Results and Discussion

Colloidal dispersions of platinum and gold were prepared by γ -radiolysis of mixtures of Na₂PtCl₆ and NaAuCl₄, in nitrogen-saturated water at pH7 containing Carbowax 20M (1 × 10-³ mol/dm³) (1, 2). The total metal concentration was fixed at 5 × 10^-4 mol/dm³ and the mol fraction of each metal was varied from 0 to 1. The actual composition of each colloidal dispersion, after treatment with ion-exchange resins, was determined by atomic absorption and the average particle sizes were established by high resolution transmission electron microscopy. X-ray emission spectroscopy carried out in conjunction with scanning transmission electron microscopy confirmed that individual particles contained both platinum and gold but their relative intensities, compared to the atomic absorption results, suggested segregation with surface enrichment of gold.

The platinum-gold colloids were used to catalyse hydrogen-evolution from a well-established sacrificial photosystem using zinc tetrakis(N-methyl-4-pyridinium)porphyrin as photosensitiser, methyl viologen (MV²⁺) as electron relay, and dihydronicotinamide adenine dinucleotide (reduced form) as sacrificial electron donor in nitrogen-saturated water at pH4 (7). Upon illumination of this photosystem with visible light, the reducing radical MV⁺ is formed in high yield and it persists for many hours in the absence of oxygen. Photolysis in the presence of a colloid ([metal] =2 × 10^-4 mol/dm³) resulted in evolution of hydrogen. As the mol fraction of gold increases, there is an increase in the rate of evolution of hydrogen (R_H2) until an optimum value is reached at about 20 to 30 per cent gold after which R_H2 decreases. There is also a progressive increase in the total yield of hydrogen on exhaustive photolysis ([H₂]) as the mol fraction of gold increases. Overall, the optimum composition for the catalyst appears to be about Pt_0,7Au_0.3.

The increased yields of hydrogen obtained with increasing mol fraction of gold are attributed to inhibition of hydrogenation of the reactants by surface gold atoms. With mol fractions of gold exceeding 20 per cent, hydrogen is not consumed upon prolonged irradiation although this is a serious problem for colloids containing little or no gold. Many of the platinum atoms on the colloid surface are prevented from functioning as active catalytic hydrogen evolving sites because of specific adsorption. The adsorbate may be H atoms, MV^{2 +}, MV⁺ or surfactant used to protect the colloid against flocculation. Incorporating gold atoms into the colloid surface dilutes platinum-platinum co-ordination sites where specific adsorption occurs, allowing surface platinum atoms to operate as active hydrogen sites.

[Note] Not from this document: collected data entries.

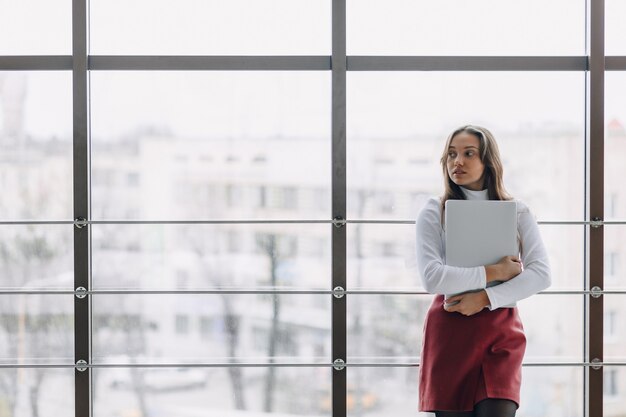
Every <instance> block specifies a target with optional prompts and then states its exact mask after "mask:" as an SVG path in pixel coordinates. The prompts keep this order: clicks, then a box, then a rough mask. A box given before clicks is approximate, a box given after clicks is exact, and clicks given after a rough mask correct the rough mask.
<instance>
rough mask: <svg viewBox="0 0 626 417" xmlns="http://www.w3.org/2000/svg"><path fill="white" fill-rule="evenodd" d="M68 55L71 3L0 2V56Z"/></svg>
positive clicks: (6, 1) (1, 0) (71, 47)
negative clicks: (31, 55) (22, 55)
mask: <svg viewBox="0 0 626 417" xmlns="http://www.w3.org/2000/svg"><path fill="white" fill-rule="evenodd" d="M71 53H72V1H71V0H54V1H50V0H18V1H16V0H0V55H62V54H67V55H69V54H71ZM1 91H2V88H0V92H1ZM70 91H71V89H70Z"/></svg>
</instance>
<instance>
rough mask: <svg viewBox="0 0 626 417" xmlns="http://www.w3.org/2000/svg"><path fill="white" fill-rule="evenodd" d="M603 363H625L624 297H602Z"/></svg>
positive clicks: (625, 295)
mask: <svg viewBox="0 0 626 417" xmlns="http://www.w3.org/2000/svg"><path fill="white" fill-rule="evenodd" d="M603 298H604V323H603V330H604V361H605V362H626V349H624V346H626V326H624V319H626V295H625V294H606V295H604V297H603Z"/></svg>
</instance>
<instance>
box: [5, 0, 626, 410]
mask: <svg viewBox="0 0 626 417" xmlns="http://www.w3.org/2000/svg"><path fill="white" fill-rule="evenodd" d="M604 13H605V7H604V0H588V1H587V7H586V21H587V28H586V34H587V52H586V55H584V56H570V57H557V56H552V57H551V56H527V57H515V56H472V57H467V56H347V55H346V0H332V32H333V33H332V55H331V56H94V55H90V54H89V52H88V25H89V16H88V1H87V0H74V1H73V2H72V55H58V56H0V70H7V71H9V70H10V71H29V70H53V71H72V78H73V99H74V101H73V103H74V104H73V125H74V137H73V143H74V162H73V168H74V170H73V172H74V177H73V181H74V220H73V221H68V222H60V223H64V224H68V225H73V226H74V276H75V278H74V288H75V290H74V291H71V292H67V291H66V292H59V291H54V290H47V291H43V290H42V291H31V292H27V293H37V294H59V293H70V294H74V295H76V297H75V299H74V306H75V310H74V323H75V327H74V341H75V362H76V365H74V367H75V403H74V406H75V415H91V414H92V410H91V407H92V392H91V368H92V367H96V366H97V365H92V364H91V320H92V316H91V300H90V298H91V297H90V295H91V294H96V293H98V291H93V290H91V270H90V267H91V266H90V251H91V247H90V245H91V230H90V229H91V227H90V226H91V224H95V223H97V222H94V221H92V220H91V212H90V165H89V161H90V137H89V91H90V90H89V74H90V72H91V71H109V70H183V71H194V70H203V71H212V70H232V71H241V70H243V71H285V70H288V71H300V70H305V71H330V72H331V73H332V127H331V130H332V154H331V158H332V173H333V174H332V178H331V181H332V183H331V186H332V188H331V189H332V212H331V213H329V218H328V219H327V220H326V221H325V222H326V223H328V227H329V229H330V233H331V236H332V271H333V272H332V280H331V286H330V288H332V290H331V289H330V288H329V289H328V291H325V292H324V293H326V294H329V295H331V294H332V295H334V296H333V298H332V314H333V322H332V359H333V361H334V362H333V363H329V364H327V365H326V366H333V365H335V366H334V368H333V372H332V382H333V388H332V409H333V417H345V416H346V415H347V409H346V396H347V387H346V384H347V379H346V372H345V367H344V366H343V365H342V364H341V363H335V362H336V361H339V360H342V361H344V362H345V361H346V353H347V352H346V343H347V340H346V339H347V326H346V320H347V314H346V309H347V301H346V299H347V298H348V297H353V296H354V297H358V296H359V295H358V291H355V292H349V291H348V292H347V293H346V292H345V288H346V265H347V250H346V234H347V229H349V228H350V227H351V220H350V219H348V218H347V212H346V192H347V190H346V91H347V86H346V74H347V71H581V72H585V73H586V75H587V85H586V89H587V96H586V102H585V109H586V119H587V120H586V132H585V136H586V145H585V152H586V158H587V166H586V190H585V191H586V193H585V197H586V198H585V200H586V205H587V208H586V210H585V221H583V222H555V223H558V224H572V225H580V224H585V225H586V226H587V227H586V231H585V248H586V249H585V255H584V256H585V263H586V270H585V274H586V279H585V288H584V290H583V291H569V292H567V293H574V294H584V295H587V297H586V298H585V300H586V301H585V305H584V311H585V332H584V338H585V347H584V354H585V358H584V362H580V363H576V364H575V365H576V366H581V367H583V368H584V371H585V377H584V384H585V392H584V393H583V394H584V395H583V398H584V400H583V401H584V402H585V405H584V415H585V416H601V415H602V413H603V366H602V364H603V347H604V339H603V314H604V307H603V306H604V305H603V300H602V295H603V294H605V293H611V291H603V288H604V276H603V275H604V274H603V272H604V269H603V268H604V266H603V262H604V247H603V239H604V227H611V225H612V224H625V223H626V222H617V221H615V222H604V221H603V219H604V213H605V207H604V91H603V89H604V76H605V71H626V56H606V55H605V52H604V43H605V39H604ZM259 222H263V220H259ZM359 222H364V221H359ZM376 222H377V223H389V224H392V223H398V222H406V223H410V222H411V220H408V221H391V220H390V221H376ZM47 223H50V222H46V221H36V222H20V221H14V222H2V224H47ZM55 223H59V222H55ZM302 223H306V221H302ZM337 288H339V290H337ZM0 292H1V293H3V294H15V293H16V292H15V291H0ZM276 292H277V293H278V292H279V291H276ZM21 293H24V291H22V292H21ZM164 293H167V291H164ZM369 293H370V294H371V293H372V292H369ZM379 293H380V294H385V292H382V291H381V292H379ZM394 293H396V292H394ZM547 293H550V292H547ZM553 293H554V292H553ZM613 293H623V292H619V291H614V292H613ZM411 294H412V293H411V292H407V293H406V295H407V296H410V295H411ZM345 295H348V297H346V296H345ZM80 361H84V363H83V362H80ZM26 365H28V364H26ZM26 365H23V366H26ZM414 365H415V364H390V365H389V366H414ZM606 365H609V364H608V363H607V364H606ZM610 365H611V366H623V365H626V363H611V364H610ZM347 366H350V364H348V365H347ZM360 366H366V365H363V364H361V365H360ZM548 366H549V364H548ZM59 367H62V366H61V365H59Z"/></svg>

In hydrogen-saturated aqueous solution at pH4 containing colloidal platinum (2 × 10^-4 mol/dm³) hydrogenation of MV⁺ occurs very slowly. The reducing radical MV^+-, however, is hydrogenated readily under ambient conditions and it is apparent that this reaction is responsible for consumption of hydrogen during photolysis. The rate of hydrogenation of MV⁺ (R_Mv) as catalysed by the various colloids, was measured by electrochemical methods. It was found that R_MV decreased significantly with increasing mol fraction of gold. The inhibition of hydrogenation of MV⁺ on the bimetallic particles is a consequence of the decreased mobility of H-atoms (8) and the increased energy of adsorption of H₂ (9, 10).

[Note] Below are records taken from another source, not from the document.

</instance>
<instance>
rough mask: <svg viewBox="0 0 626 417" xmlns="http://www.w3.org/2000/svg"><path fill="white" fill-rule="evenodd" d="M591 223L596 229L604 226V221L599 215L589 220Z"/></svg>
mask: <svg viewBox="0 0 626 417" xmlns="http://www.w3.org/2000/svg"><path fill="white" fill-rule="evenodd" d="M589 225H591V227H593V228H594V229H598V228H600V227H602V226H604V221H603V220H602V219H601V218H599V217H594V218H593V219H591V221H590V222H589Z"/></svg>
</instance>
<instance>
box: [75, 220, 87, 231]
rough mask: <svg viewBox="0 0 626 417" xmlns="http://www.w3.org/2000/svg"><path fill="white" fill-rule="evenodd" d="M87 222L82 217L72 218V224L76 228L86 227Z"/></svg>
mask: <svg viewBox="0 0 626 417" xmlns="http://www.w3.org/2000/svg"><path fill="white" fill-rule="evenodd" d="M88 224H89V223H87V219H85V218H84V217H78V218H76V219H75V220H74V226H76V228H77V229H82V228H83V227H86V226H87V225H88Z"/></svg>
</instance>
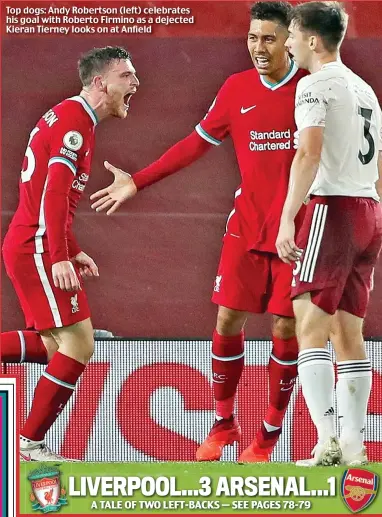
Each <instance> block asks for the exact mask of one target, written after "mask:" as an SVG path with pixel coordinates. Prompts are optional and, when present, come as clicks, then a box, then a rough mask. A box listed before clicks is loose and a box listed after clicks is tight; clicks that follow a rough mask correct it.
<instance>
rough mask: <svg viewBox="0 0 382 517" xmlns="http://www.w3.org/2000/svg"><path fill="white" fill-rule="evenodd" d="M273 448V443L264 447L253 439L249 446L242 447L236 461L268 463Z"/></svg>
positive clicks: (253, 462) (243, 462) (270, 456)
mask: <svg viewBox="0 0 382 517" xmlns="http://www.w3.org/2000/svg"><path fill="white" fill-rule="evenodd" d="M273 449H274V445H271V446H270V447H266V448H264V447H260V446H259V444H258V443H257V440H256V439H255V440H253V442H252V443H251V445H250V446H249V447H247V448H246V449H244V451H243V452H242V453H241V454H240V456H239V459H238V460H237V461H238V462H239V463H268V462H269V461H271V454H272V451H273Z"/></svg>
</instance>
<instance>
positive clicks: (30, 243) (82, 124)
mask: <svg viewBox="0 0 382 517" xmlns="http://www.w3.org/2000/svg"><path fill="white" fill-rule="evenodd" d="M96 124H97V117H96V114H95V113H94V111H93V110H92V108H91V107H90V106H89V104H88V103H87V102H86V100H85V99H84V98H82V97H80V96H76V97H72V98H70V99H66V100H64V101H63V102H61V103H60V104H58V105H57V106H54V107H53V108H52V109H50V110H49V111H47V112H46V113H45V115H43V117H41V119H40V120H39V122H38V123H37V125H36V127H35V128H34V129H33V130H32V132H31V134H30V137H29V142H28V146H27V149H26V153H25V157H24V161H23V166H22V171H21V178H20V189H19V190H20V199H19V206H18V208H17V211H16V213H15V215H14V216H13V219H12V221H11V224H10V227H9V230H8V233H7V235H6V237H5V239H4V245H3V247H4V249H7V250H14V251H15V252H17V253H44V252H49V253H50V256H51V259H52V263H55V262H58V261H60V260H68V259H69V258H72V257H73V256H75V255H77V253H79V252H80V251H81V250H80V248H79V246H78V245H77V244H76V242H75V239H74V237H73V234H72V231H71V226H72V221H73V216H74V212H75V210H76V208H77V205H78V202H79V200H80V198H81V195H82V192H83V191H84V189H85V186H86V183H87V181H88V179H89V175H90V164H91V158H92V154H93V149H94V128H95V125H96Z"/></svg>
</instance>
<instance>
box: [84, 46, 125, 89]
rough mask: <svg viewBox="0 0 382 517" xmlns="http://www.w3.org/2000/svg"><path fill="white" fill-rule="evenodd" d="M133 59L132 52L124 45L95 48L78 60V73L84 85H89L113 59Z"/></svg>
mask: <svg viewBox="0 0 382 517" xmlns="http://www.w3.org/2000/svg"><path fill="white" fill-rule="evenodd" d="M120 59H131V55H130V53H129V52H128V51H127V50H126V49H124V48H122V47H103V48H93V49H92V50H89V52H86V54H83V55H82V56H81V57H80V59H79V60H78V73H79V76H80V79H81V82H82V84H83V86H89V84H90V83H91V82H92V79H93V77H94V76H96V75H98V74H101V73H102V72H103V71H104V70H105V68H107V67H108V66H109V65H110V63H111V62H112V61H115V60H118V61H119V60H120Z"/></svg>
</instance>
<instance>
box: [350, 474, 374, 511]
mask: <svg viewBox="0 0 382 517" xmlns="http://www.w3.org/2000/svg"><path fill="white" fill-rule="evenodd" d="M378 483H379V477H378V475H377V474H374V472H370V470H364V469H347V470H345V472H344V475H343V477H342V482H341V495H342V499H343V500H344V502H345V504H346V506H347V507H348V508H349V510H350V511H351V512H353V513H358V512H361V511H362V510H364V509H365V508H366V507H367V506H369V505H370V504H371V503H372V502H373V501H374V499H375V497H376V495H377V492H378Z"/></svg>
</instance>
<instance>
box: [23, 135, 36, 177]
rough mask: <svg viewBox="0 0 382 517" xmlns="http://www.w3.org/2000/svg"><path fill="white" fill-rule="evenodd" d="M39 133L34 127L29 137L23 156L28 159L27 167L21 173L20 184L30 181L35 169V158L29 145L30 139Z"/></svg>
mask: <svg viewBox="0 0 382 517" xmlns="http://www.w3.org/2000/svg"><path fill="white" fill-rule="evenodd" d="M39 131H40V129H39V128H38V127H35V128H34V129H33V131H32V132H31V134H30V136H29V140H28V147H27V150H26V151H25V156H26V158H27V159H28V166H27V168H26V169H25V171H24V170H22V171H21V182H22V183H26V182H27V181H29V180H30V179H31V177H32V174H33V173H34V169H35V167H36V158H35V157H34V154H33V151H32V149H31V148H30V144H31V142H32V139H33V137H34V136H35V134H36V133H38V132H39Z"/></svg>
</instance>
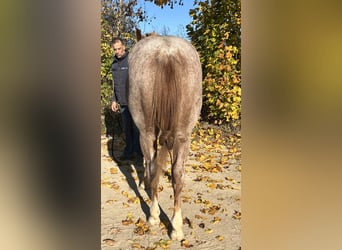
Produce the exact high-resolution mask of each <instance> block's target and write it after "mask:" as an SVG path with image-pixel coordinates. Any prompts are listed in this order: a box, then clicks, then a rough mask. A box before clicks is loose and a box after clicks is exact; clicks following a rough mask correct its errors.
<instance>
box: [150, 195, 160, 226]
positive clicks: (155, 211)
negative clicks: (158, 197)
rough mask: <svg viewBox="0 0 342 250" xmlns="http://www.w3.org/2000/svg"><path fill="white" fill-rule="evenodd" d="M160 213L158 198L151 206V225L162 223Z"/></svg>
mask: <svg viewBox="0 0 342 250" xmlns="http://www.w3.org/2000/svg"><path fill="white" fill-rule="evenodd" d="M159 215H160V210H159V204H158V200H157V199H156V200H154V201H152V205H151V207H150V218H149V219H148V222H149V223H150V224H151V225H159V223H160V219H159Z"/></svg>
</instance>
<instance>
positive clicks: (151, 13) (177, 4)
mask: <svg viewBox="0 0 342 250" xmlns="http://www.w3.org/2000/svg"><path fill="white" fill-rule="evenodd" d="M139 2H140V3H139V4H138V6H139V5H140V6H141V7H142V8H143V9H145V11H146V12H147V15H148V16H149V17H150V18H151V19H152V21H151V23H150V24H148V23H147V22H144V23H140V24H139V28H140V29H141V31H142V33H149V32H152V31H156V32H158V33H162V32H163V31H164V30H165V29H164V27H165V28H166V30H167V35H176V36H186V30H185V26H186V25H187V24H189V23H190V22H191V21H192V19H191V18H190V16H189V10H190V9H193V8H194V7H193V1H189V0H183V3H184V5H182V6H180V5H178V4H175V5H174V6H173V9H171V8H170V7H169V6H164V8H163V9H162V8H160V7H158V6H156V5H155V4H154V3H151V2H145V3H144V1H143V0H141V1H139ZM153 17H155V18H153Z"/></svg>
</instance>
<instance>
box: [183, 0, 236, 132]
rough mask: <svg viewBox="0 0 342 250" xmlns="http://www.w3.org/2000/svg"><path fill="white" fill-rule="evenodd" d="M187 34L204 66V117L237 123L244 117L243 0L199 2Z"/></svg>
mask: <svg viewBox="0 0 342 250" xmlns="http://www.w3.org/2000/svg"><path fill="white" fill-rule="evenodd" d="M195 4H197V6H196V8H195V9H192V10H190V15H191V16H192V18H193V21H192V22H191V24H189V25H187V31H188V36H189V37H190V38H191V41H192V43H193V45H194V46H195V47H196V49H197V50H198V52H199V53H200V58H201V62H202V67H203V77H204V80H203V95H204V96H203V109H202V118H203V119H204V120H207V121H212V122H214V123H217V124H221V123H231V124H233V125H238V124H239V123H240V118H241V71H240V69H241V39H240V36H241V5H240V0H226V1H219V0H211V1H209V0H205V1H200V2H198V1H196V0H195Z"/></svg>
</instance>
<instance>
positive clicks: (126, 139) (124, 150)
mask: <svg viewBox="0 0 342 250" xmlns="http://www.w3.org/2000/svg"><path fill="white" fill-rule="evenodd" d="M121 116H122V125H123V131H124V133H125V138H126V146H125V149H124V153H123V154H124V155H125V156H131V155H132V154H133V153H134V152H135V153H136V154H137V156H141V155H142V153H141V148H140V140H139V130H138V128H137V126H136V125H135V123H134V121H133V119H132V115H131V113H130V112H129V109H128V106H127V105H122V106H121Z"/></svg>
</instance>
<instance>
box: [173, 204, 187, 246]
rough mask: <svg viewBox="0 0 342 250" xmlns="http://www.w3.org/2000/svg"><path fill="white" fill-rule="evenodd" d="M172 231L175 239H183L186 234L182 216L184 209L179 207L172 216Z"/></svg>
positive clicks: (183, 238) (178, 240)
mask: <svg viewBox="0 0 342 250" xmlns="http://www.w3.org/2000/svg"><path fill="white" fill-rule="evenodd" d="M171 223H172V227H173V230H172V233H171V238H172V239H173V240H178V241H181V240H182V239H184V234H183V218H182V210H181V209H179V210H178V211H176V212H175V213H174V215H173V217H172V222H171Z"/></svg>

This study has shown that the use of bimetallic platinum-gold colloids can improve the rates and yields of hydrogen evolution from photosystems in which one or more of the reactants is susceptible towards hydrogenation. This arises because gold atoms at the surface of the colloidal particle inhibit specific adsorption and hydrogenation of the reactants. This behaviour, which is well known for macroscopic catalysts (11, 12), shows the advantages that may be gained by using alloys in place of pure metals.